Mais bizarrement, le sommet semble s'éloigner au fur et à mesure que je m'en rapproche ! Étrange... seraient-ce les effets de l'altitude ? Bref, je crache mes poumons sur les derniers mètres, ca m'apprendra à trop faire la fête la semaine précédent les vacances d'alpi ! Nous arrivons peu après 2 suissesses qui nous ont tracé la voie à une vitesse impressionnante, et loin devant la cohorte qui devrait débarquer dans les heures qui suivent de la voie normale que nous entamons bientôt pour redescendre. Après une petite pause-rostis au refuge, nous dévalons encore les 1500m qui nous séparent de la voiture avant d'aller savourer notre prochain camping qui nous servira de camp de base pendant la semaine restante.

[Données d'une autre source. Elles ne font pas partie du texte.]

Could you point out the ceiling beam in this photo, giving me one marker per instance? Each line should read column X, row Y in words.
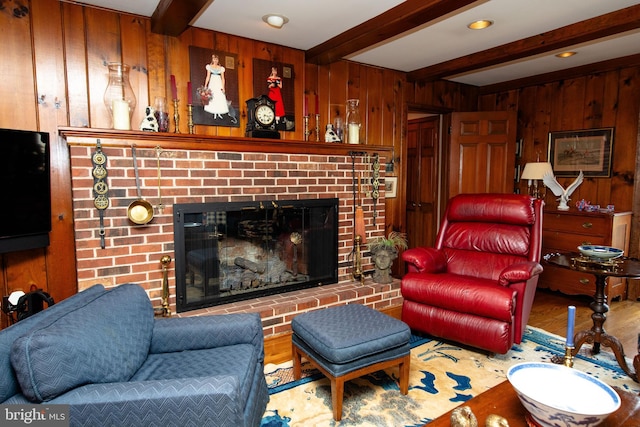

Le lendemain, jour de repos bien mérité (et âprement négocié vu qu'il fait grand beau !) avec trempette dans un petit lac (gelé) et apéro au fendant suisse ! Nous appelons la RothornHutte pour effectuer la suite du programme (Obergabelhorn et Zinalrothorn), mais elle est pleine les jours suivants, nous obligeant donc à trouver un plan de rechange. Après relecture des nombreux topos, nous optons pour la traversée des Breithorn traversant pas moins de 5 sommets de 4000m sur une arête AD+ mixte de 2 km ! Beau programme... nous allons donc rejoindre le refuge des guides d'Ayas en Italie via le petit Cervin le lendemain, ce qui me permettra enfin de passer par Zermatt où je n'avais encore jamais mis les pieds...3 h de marche seulement pour atteindre le refuge, nous ne pouvons donc résister à l'appel de Pollux au pied duquel nous passons pour rejoindre le refuge, histoire d'occuper la journée.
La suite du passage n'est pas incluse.